To do so would be a mistake because God is our Father; and a good Father does not want his children to be thinking about him too much, nor to be addressing themselves to him too much.
Instead, a Father wants his children to live in a 'context' of true understanding and Good motivation.
I don't mean that God wants us to forget or ignore him; in the sense of behaving as if he did not exist. And certainly God wants us to acknowledge his identity; and that he is the Creator. That is what I mean by 'context'.
But ideally this state of knowing is not something at the forefront of our minds, not something we are explicitly doing; but something that is a solid basis for everything we do.
When a child is out in the world - at school, playing with friends - a good Father does not want his child to be thinking about him all or most of the time. The Father wants always to be 'remembered' but not to be uppermost in the child's mind.
Ideally, the Father hopes his child will be engaged by what he is doing; learning from his experiences, growing and developing as a Christian individual.
The reason I mention this is that sometimes Christians have had what I regard as wrong ideas about our ideal relation to God; wrong ideas of what we should be aiming at. I regard it as an error to suppose that God would want us to be praying all of the time, or engaging in liturgy and Christian ritual all of the time, or reading scripture all of the time.

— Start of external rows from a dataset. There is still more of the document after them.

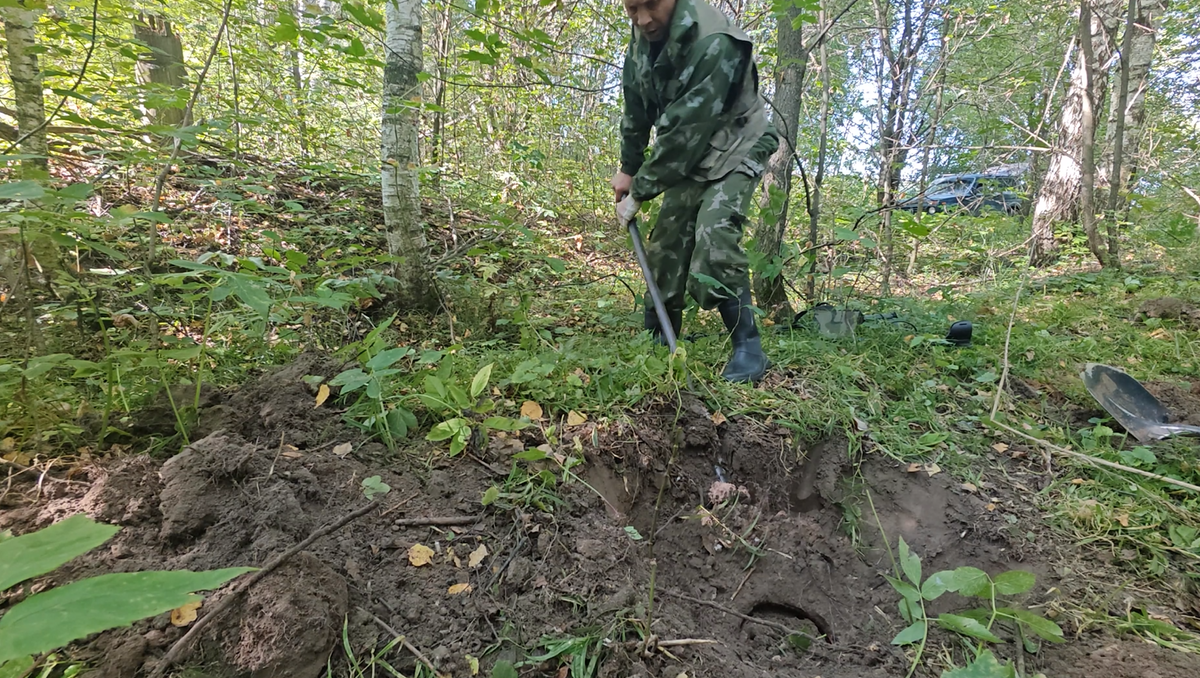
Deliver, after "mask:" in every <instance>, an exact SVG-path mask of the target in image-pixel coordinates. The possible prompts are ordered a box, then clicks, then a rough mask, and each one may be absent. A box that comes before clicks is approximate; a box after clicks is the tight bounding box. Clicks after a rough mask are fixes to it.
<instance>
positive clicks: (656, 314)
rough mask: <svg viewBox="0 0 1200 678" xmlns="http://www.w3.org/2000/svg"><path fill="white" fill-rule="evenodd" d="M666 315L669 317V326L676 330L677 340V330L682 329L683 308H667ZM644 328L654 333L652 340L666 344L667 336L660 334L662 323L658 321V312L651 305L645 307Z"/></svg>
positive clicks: (677, 330) (661, 329)
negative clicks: (666, 314) (678, 308)
mask: <svg viewBox="0 0 1200 678" xmlns="http://www.w3.org/2000/svg"><path fill="white" fill-rule="evenodd" d="M667 317H668V318H671V328H672V329H673V330H674V331H676V341H679V330H682V329H683V310H682V308H680V310H679V311H672V310H670V308H667ZM646 329H647V330H649V331H650V334H652V335H654V341H655V342H658V343H659V344H660V346H666V344H667V337H665V336H662V325H661V324H660V323H659V314H658V313H655V312H654V307H653V306H648V307H647V308H646Z"/></svg>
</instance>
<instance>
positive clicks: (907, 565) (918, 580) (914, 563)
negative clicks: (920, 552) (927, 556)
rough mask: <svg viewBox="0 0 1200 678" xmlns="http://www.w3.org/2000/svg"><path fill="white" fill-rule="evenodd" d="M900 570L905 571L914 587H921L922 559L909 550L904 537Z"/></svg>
mask: <svg viewBox="0 0 1200 678" xmlns="http://www.w3.org/2000/svg"><path fill="white" fill-rule="evenodd" d="M900 569H901V570H904V576H906V577H908V581H910V582H912V584H913V586H920V558H919V557H918V556H917V554H916V553H913V552H912V551H910V550H908V544H907V542H905V540H904V538H902V536H901V538H900Z"/></svg>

These are activities that I think God intends to be a means to an end - and when not effective, then not done. We probably need reminding of God's reality, and we want to meet and engage with God - analogously to a child coming home at the end of the day and talking with his parents; or starting the day at home engaged with the family.
But there is a qualitative difference between the family as a solid basis, and the family as the primary topic of conversation, and the dominant theme of thinking.

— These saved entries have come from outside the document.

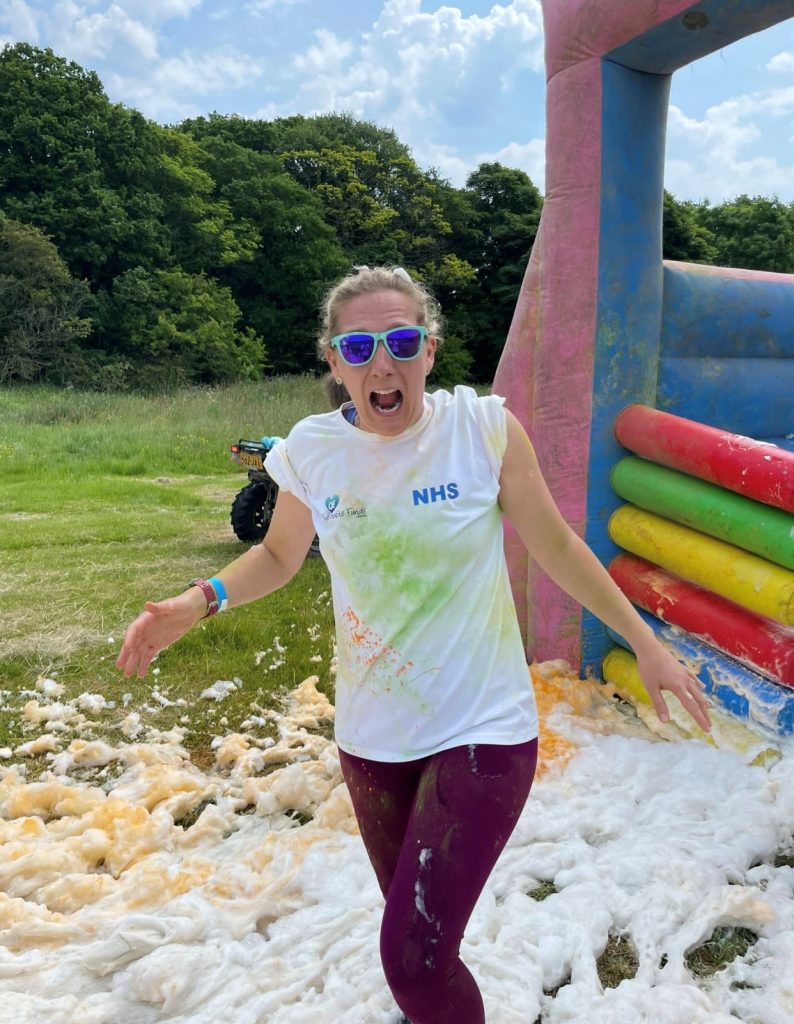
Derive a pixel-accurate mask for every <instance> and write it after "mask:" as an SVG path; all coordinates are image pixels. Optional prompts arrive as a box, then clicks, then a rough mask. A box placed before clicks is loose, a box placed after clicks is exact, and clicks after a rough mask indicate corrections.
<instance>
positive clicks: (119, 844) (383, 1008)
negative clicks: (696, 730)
mask: <svg viewBox="0 0 794 1024" xmlns="http://www.w3.org/2000/svg"><path fill="white" fill-rule="evenodd" d="M536 682H537V684H538V687H539V699H540V705H541V709H542V713H543V719H544V740H543V746H542V753H543V771H542V773H541V775H540V777H539V779H538V780H537V781H536V784H535V786H534V788H533V793H532V796H531V798H530V800H529V802H528V804H527V807H526V809H525V812H524V814H523V816H521V819H520V821H519V823H518V825H517V827H516V829H515V833H514V835H513V837H512V838H511V840H510V842H509V844H508V846H507V848H506V850H505V851H504V853H503V855H502V857H501V859H500V861H499V863H498V864H497V867H496V869H495V871H494V873H493V876H492V878H491V880H490V881H489V884H488V886H487V888H486V890H485V892H484V894H483V896H482V898H480V900H479V902H478V904H477V906H476V908H475V911H474V914H473V916H472V920H471V922H470V924H469V928H468V930H467V932H466V937H465V939H464V943H463V946H462V955H463V957H464V959H465V961H466V962H467V964H468V965H469V967H470V968H471V970H472V971H473V973H474V975H475V976H476V978H477V980H478V982H479V984H480V987H482V989H483V992H484V996H485V1001H486V1008H487V1014H488V1021H489V1024H532V1022H534V1021H535V1020H536V1019H537V1018H538V1016H539V1015H541V1014H542V1019H543V1021H545V1022H549V1024H561V1022H568V1021H571V1022H574V1021H576V1022H578V1024H581V1022H584V1021H587V1022H588V1024H593V1022H603V1024H607V1022H614V1024H624V1022H625V1024H638V1022H642V1021H647V1022H654V1024H696V1022H704V1024H706V1022H708V1024H736V1021H737V1019H739V1020H741V1021H744V1022H747V1024H792V1022H794V970H792V964H793V963H794V868H792V867H790V866H777V867H776V866H774V861H775V858H776V853H778V852H780V851H781V850H785V849H790V848H791V843H792V826H793V825H794V756H793V755H792V754H791V753H785V754H784V755H783V756H782V757H780V758H778V759H776V758H770V757H764V756H762V757H757V754H758V752H757V751H750V752H748V750H746V749H745V750H743V752H742V753H739V754H738V753H734V752H732V751H729V750H721V749H718V748H715V746H713V745H707V744H705V743H704V742H701V741H698V740H681V741H677V742H669V741H660V737H659V736H656V735H654V734H653V733H652V732H651V731H649V729H647V728H646V727H645V726H644V725H643V724H642V723H640V722H638V721H637V720H633V719H632V718H631V717H630V716H627V715H625V714H623V713H622V712H621V710H620V707H619V706H618V705H617V703H616V702H615V701H614V700H611V699H610V698H609V697H608V696H607V695H605V692H604V690H603V688H600V687H598V686H597V685H596V684H591V683H584V682H580V681H578V680H576V679H575V678H574V677H572V676H571V675H570V674H566V673H565V671H563V669H562V667H561V666H560V665H559V664H556V663H548V664H547V665H546V666H541V667H538V671H537V672H536ZM315 684H316V681H315V680H314V679H309V680H306V682H304V683H303V684H302V685H301V686H300V687H298V689H297V690H296V691H295V692H294V693H293V694H292V695H291V698H290V701H289V706H288V707H286V708H285V711H284V714H283V715H277V714H275V713H268V712H264V713H262V710H261V709H256V710H255V711H256V714H255V715H252V718H251V719H250V720H249V721H248V722H246V723H242V724H241V731H240V732H237V733H229V734H228V735H226V736H223V737H218V741H217V743H216V751H215V755H216V763H215V765H214V766H213V767H212V768H210V769H208V770H206V771H203V770H201V769H199V768H198V767H196V766H195V765H193V764H192V763H191V760H190V758H189V756H187V754H186V752H185V751H184V749H183V748H182V746H181V745H180V742H181V739H182V736H181V735H180V734H179V731H178V730H174V731H173V732H172V733H168V734H160V735H157V734H153V733H152V732H150V733H149V734H148V736H144V737H143V739H144V741H129V742H122V743H120V744H118V745H116V746H111V745H109V744H107V743H106V742H102V741H99V740H94V741H90V740H86V739H80V738H76V739H73V740H72V741H71V742H67V738H68V737H67V738H65V735H64V734H65V729H64V728H62V727H61V729H60V730H59V731H56V732H50V733H46V732H45V733H42V734H41V735H39V736H38V737H37V739H35V740H33V741H32V742H33V749H34V750H36V749H40V750H43V751H47V750H49V754H48V755H47V757H48V759H49V762H50V770H49V772H48V773H47V774H45V775H44V776H42V777H40V778H37V779H36V780H33V779H32V778H31V779H30V780H28V778H27V777H26V773H25V768H24V761H23V760H22V758H23V756H24V755H25V753H26V751H25V750H17V751H16V752H11V751H5V752H2V751H0V756H4V758H5V760H0V766H4V767H0V843H2V846H1V847H0V851H1V854H0V1021H2V1022H3V1024H5V1022H9V1024H10V1022H11V1021H13V1022H18V1024H27V1022H31V1024H33V1022H36V1024H39V1022H40V1021H42V1020H46V1021H47V1022H48V1024H119V1022H122V1024H155V1022H157V1024H159V1022H166V1021H167V1022H185V1024H187V1022H191V1024H205V1022H206V1024H217V1022H219V1021H220V1022H226V1021H227V1022H234V1024H264V1022H267V1024H325V1022H328V1024H336V1022H338V1021H344V1022H345V1024H396V1022H398V1021H399V1020H400V1019H401V1014H400V1013H399V1012H398V1010H396V1008H395V1007H394V1004H393V1001H392V999H391V996H390V994H389V992H388V989H387V988H386V985H385V982H384V980H383V976H382V973H381V969H380V964H379V959H378V941H377V936H378V927H379V922H380V916H381V911H382V898H381V896H380V893H379V890H378V888H377V886H376V883H375V879H374V876H373V873H372V870H371V868H370V865H369V862H368V860H367V857H366V854H365V852H364V848H363V846H362V843H361V840H360V838H359V835H358V830H357V826H356V822H354V819H353V817H352V813H351V809H350V804H349V800H348V797H347V793H346V788H345V786H344V784H343V783H342V779H341V775H340V771H339V764H338V760H337V756H336V750H335V746H334V744H333V743H332V742H331V741H329V740H328V739H326V738H324V737H323V736H322V735H321V734H319V733H317V732H314V731H312V730H314V729H316V728H317V726H318V724H319V723H322V722H323V721H326V720H329V719H331V718H332V717H333V709H332V707H331V706H330V705H329V703H328V701H327V700H326V698H325V697H324V696H323V695H322V694H321V693H320V692H319V691H318V690H317V688H316V685H315ZM94 702H95V703H96V698H94ZM34 703H35V706H34ZM56 705H58V687H57V686H56V684H53V683H51V682H47V681H40V684H39V695H38V697H37V698H36V700H35V702H32V703H29V705H28V706H27V708H26V711H25V714H26V716H27V717H28V719H29V720H30V721H34V720H35V719H36V717H37V716H38V718H39V719H40V720H41V722H42V723H44V724H45V725H46V723H50V724H51V723H53V722H57V721H60V722H61V723H68V722H69V720H70V718H71V717H74V716H75V715H78V714H79V715H82V716H83V717H86V716H90V714H91V706H90V700H88V701H86V700H84V701H83V705H82V706H80V705H78V703H77V702H72V703H71V705H69V703H64V705H61V706H60V708H62V709H64V710H62V712H61V711H59V710H58V711H57V712H56V714H55V715H52V716H50V715H49V712H50V711H52V709H53V707H55V706H56ZM70 708H71V709H72V711H70ZM97 708H98V705H97ZM94 710H96V709H94ZM268 715H269V716H273V717H275V719H276V720H277V722H278V726H279V739H278V740H277V741H276V742H274V740H273V739H271V738H268V739H259V738H257V725H259V726H261V723H262V719H263V717H267V716H268ZM134 724H135V723H133V724H132V725H133V726H134ZM667 728H668V729H672V728H674V727H672V726H670V727H667ZM130 731H131V732H134V731H135V729H134V728H133V727H132V726H130V728H128V729H127V733H129V732H130ZM670 734H671V733H668V735H670ZM763 745H764V744H760V746H763ZM759 749H760V748H759ZM28 753H30V751H28ZM753 759H754V760H755V761H756V763H755V764H752V763H750V762H751V761H752V760H753ZM274 766H279V767H276V768H274ZM31 774H32V773H31ZM199 812H200V813H199ZM175 820H176V821H177V822H181V823H175ZM541 882H553V885H554V887H555V889H556V892H553V893H552V894H551V895H550V896H548V898H546V899H545V900H543V901H540V902H538V901H536V900H535V899H533V898H531V897H530V896H529V895H528V893H529V892H530V891H532V890H534V889H536V888H537V887H538V885H539V884H540V883H541ZM719 926H742V927H744V928H747V929H750V930H751V931H753V932H755V933H757V934H758V935H759V939H758V941H757V942H756V943H755V944H754V945H752V946H751V947H750V949H749V950H748V952H747V954H746V955H745V956H744V957H741V958H738V959H736V961H734V962H733V963H732V964H729V965H728V966H727V967H726V968H725V969H723V970H722V971H720V972H719V973H718V974H716V975H715V976H714V977H713V978H711V979H709V980H698V979H697V978H695V977H694V976H693V975H692V974H691V973H689V971H688V970H687V968H686V965H685V962H684V954H685V953H686V951H687V950H688V949H691V948H692V947H694V946H697V945H699V944H700V943H701V942H703V941H704V940H705V939H707V938H708V937H709V936H710V935H711V934H712V932H713V931H714V929H715V928H717V927H719ZM611 935H622V936H626V937H628V938H629V939H630V941H631V943H632V944H633V946H634V947H635V949H636V952H637V956H638V962H639V964H638V968H637V971H636V976H635V977H634V978H633V979H631V980H626V981H624V982H622V983H621V984H620V985H619V986H618V987H617V988H611V989H605V990H604V989H603V988H602V987H601V984H600V982H599V980H598V975H597V973H596V959H597V957H598V956H599V955H600V953H601V952H602V950H603V948H604V946H605V944H607V941H608V938H609V937H610V936H611ZM560 985H561V986H562V987H560V988H559V989H558V991H557V992H556V994H555V995H553V996H549V995H546V994H544V992H548V991H551V990H553V989H555V988H557V986H560ZM427 1024H430V1022H427Z"/></svg>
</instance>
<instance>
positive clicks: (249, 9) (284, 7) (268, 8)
mask: <svg viewBox="0 0 794 1024" xmlns="http://www.w3.org/2000/svg"><path fill="white" fill-rule="evenodd" d="M297 2H298V0H250V2H249V3H247V4H246V10H247V11H249V12H250V13H252V14H269V13H270V12H271V11H274V10H277V9H281V10H283V9H284V8H286V7H292V6H293V5H294V4H296V3H297Z"/></svg>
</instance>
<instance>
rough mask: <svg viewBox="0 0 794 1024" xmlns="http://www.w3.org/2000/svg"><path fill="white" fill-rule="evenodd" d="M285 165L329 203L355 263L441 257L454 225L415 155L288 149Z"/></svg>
mask: <svg viewBox="0 0 794 1024" xmlns="http://www.w3.org/2000/svg"><path fill="white" fill-rule="evenodd" d="M283 160H284V167H285V169H286V170H287V171H288V172H289V173H290V174H291V175H292V176H293V177H294V178H295V180H296V181H298V182H299V183H300V184H301V185H302V186H303V187H304V188H306V189H308V190H310V191H311V193H314V195H315V196H317V197H318V198H319V199H320V201H321V202H322V204H323V210H324V216H325V219H326V221H327V222H328V223H329V224H330V225H331V226H332V227H333V228H334V230H335V232H336V236H337V239H338V241H339V244H340V245H341V247H342V249H343V250H344V252H345V255H346V256H347V258H348V259H349V260H350V262H351V263H366V264H378V263H380V264H382V263H401V264H405V265H407V266H414V267H421V266H423V265H424V264H425V263H427V262H428V261H431V260H433V259H435V258H438V257H440V255H442V254H443V252H444V250H445V247H444V243H443V239H444V237H445V236H446V234H448V233H449V230H450V228H449V224H447V222H446V221H445V220H444V217H443V215H442V210H441V207H440V206H438V204H437V203H436V202H435V200H434V196H433V187H432V182H431V181H430V180H428V178H427V176H426V175H425V174H424V173H423V172H422V171H421V170H420V169H419V168H418V167H417V165H416V164H415V163H414V161H413V160H412V159H411V158H409V157H400V158H396V159H394V160H389V161H387V162H384V161H381V160H379V158H378V156H377V154H376V153H375V152H373V151H372V150H356V148H353V147H352V146H349V145H340V146H338V147H337V148H333V150H332V148H325V150H303V151H293V152H290V153H286V154H285V155H284V157H283Z"/></svg>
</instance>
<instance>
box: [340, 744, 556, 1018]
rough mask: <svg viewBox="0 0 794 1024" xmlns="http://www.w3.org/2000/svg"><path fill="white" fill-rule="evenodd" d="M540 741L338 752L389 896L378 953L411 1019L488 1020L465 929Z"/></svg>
mask: <svg viewBox="0 0 794 1024" xmlns="http://www.w3.org/2000/svg"><path fill="white" fill-rule="evenodd" d="M537 756H538V741H537V739H532V740H530V741H529V742H527V743H519V744H517V745H514V746H497V745H494V744H486V743H478V744H472V745H469V746H454V748H452V749H451V750H448V751H442V752H441V754H433V755H431V756H430V757H427V758H421V759H420V760H418V761H406V762H398V763H390V762H389V763H387V762H383V761H366V760H364V759H363V758H357V757H352V756H351V755H349V754H345V753H344V751H340V752H339V759H340V761H341V766H342V772H343V774H344V780H345V782H346V783H347V788H348V790H349V793H350V799H351V800H352V806H353V810H354V811H356V817H357V819H358V821H359V828H360V830H361V835H362V839H363V840H364V845H365V846H366V848H367V853H368V854H369V858H370V860H371V861H372V866H373V867H374V868H375V874H376V876H377V879H378V884H379V885H380V888H381V891H382V893H383V895H384V897H385V900H386V907H385V910H384V911H383V923H382V925H381V930H380V955H381V959H382V962H383V971H384V973H385V976H386V981H387V982H388V986H389V988H390V989H391V992H392V994H393V996H394V999H395V1000H396V1004H398V1006H399V1007H400V1009H401V1010H402V1011H403V1013H404V1014H406V1015H407V1016H408V1017H409V1018H410V1020H411V1021H412V1022H413V1024H485V1019H486V1018H485V1011H484V1009H483V997H482V995H480V994H479V989H478V988H477V985H476V982H475V981H474V979H473V977H472V976H471V974H470V972H469V971H468V969H467V968H466V966H465V965H464V964H463V962H462V961H461V958H460V955H459V953H460V942H461V939H462V938H463V931H464V929H465V927H466V924H467V922H468V920H469V918H470V915H471V911H472V910H473V909H474V904H475V903H476V901H477V898H478V896H479V894H480V892H482V891H483V887H484V886H485V884H486V881H487V879H488V877H489V874H490V873H491V871H492V870H493V867H494V864H495V863H496V861H497V858H498V857H499V854H500V853H501V851H502V849H503V847H504V845H505V843H506V842H507V840H508V838H509V836H510V834H511V833H512V830H513V828H514V827H515V822H516V821H517V820H518V816H519V814H520V813H521V809H523V808H524V805H525V803H526V801H527V797H528V796H529V793H530V786H531V785H532V779H533V776H534V774H535V765H536V761H537Z"/></svg>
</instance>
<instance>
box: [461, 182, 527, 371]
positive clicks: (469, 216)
mask: <svg viewBox="0 0 794 1024" xmlns="http://www.w3.org/2000/svg"><path fill="white" fill-rule="evenodd" d="M447 202H448V204H452V206H453V208H454V209H455V211H456V213H455V214H454V215H453V216H451V218H450V219H451V221H452V223H453V225H454V226H453V232H454V247H455V253H456V255H457V257H458V258H459V259H460V260H461V261H463V262H464V263H465V264H467V265H468V266H470V267H472V268H473V273H474V275H473V279H472V280H470V282H468V283H466V284H464V285H463V287H460V288H458V289H456V291H455V296H454V298H455V302H454V303H453V310H454V311H453V312H452V313H451V314H450V321H451V322H452V324H451V326H452V327H453V328H454V334H455V335H456V336H458V337H460V338H462V339H463V341H464V342H465V344H466V346H467V347H468V349H469V351H470V353H471V355H472V358H473V360H472V366H471V375H472V376H473V377H474V379H475V380H477V381H483V382H488V381H492V380H493V379H494V374H495V372H496V367H497V364H498V361H499V357H500V355H501V353H502V349H503V347H504V343H505V339H506V338H507V332H508V330H509V327H510V321H511V319H512V314H513V309H514V308H515V303H516V300H517V298H518V293H519V291H520V287H521V282H523V281H524V274H525V271H526V269H527V263H528V262H529V258H530V253H531V252H532V246H533V244H534V242H535V237H536V234H537V232H538V224H539V222H540V213H541V209H542V205H543V201H542V199H541V196H540V193H539V191H538V189H537V188H536V186H535V185H534V184H533V182H532V180H531V179H530V177H529V176H528V175H527V174H526V173H525V172H524V171H519V170H515V169H512V168H508V167H504V166H502V165H501V164H498V163H488V164H480V165H479V167H478V168H477V169H476V171H474V172H473V173H472V174H470V175H469V177H468V179H467V180H466V188H465V189H464V190H463V191H462V195H460V196H458V197H451V196H449V195H448V197H447ZM448 209H449V206H448Z"/></svg>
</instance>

In a nutshell - I can express this in terms of the two ultimate purposes of life being Love and Creation. Love is the primary thing for Christians - but does not tell us what we 'do with it'. What we are supposed to do with Love is Creation.
Love fits us to participate with God in the work of Creation.
The family (broadly conceived to include marriage, lineage and those rare strong true-friendships) is the locus of Love and our solid base that enables us to create in ways that are in harmony and aligned by purpose.
Without Love there is not creation - because there is not harmony and alignment. It is impossible to exaggerate the importance of Love.
BUT Love is not the subject matter of creation - it is the ground of creation.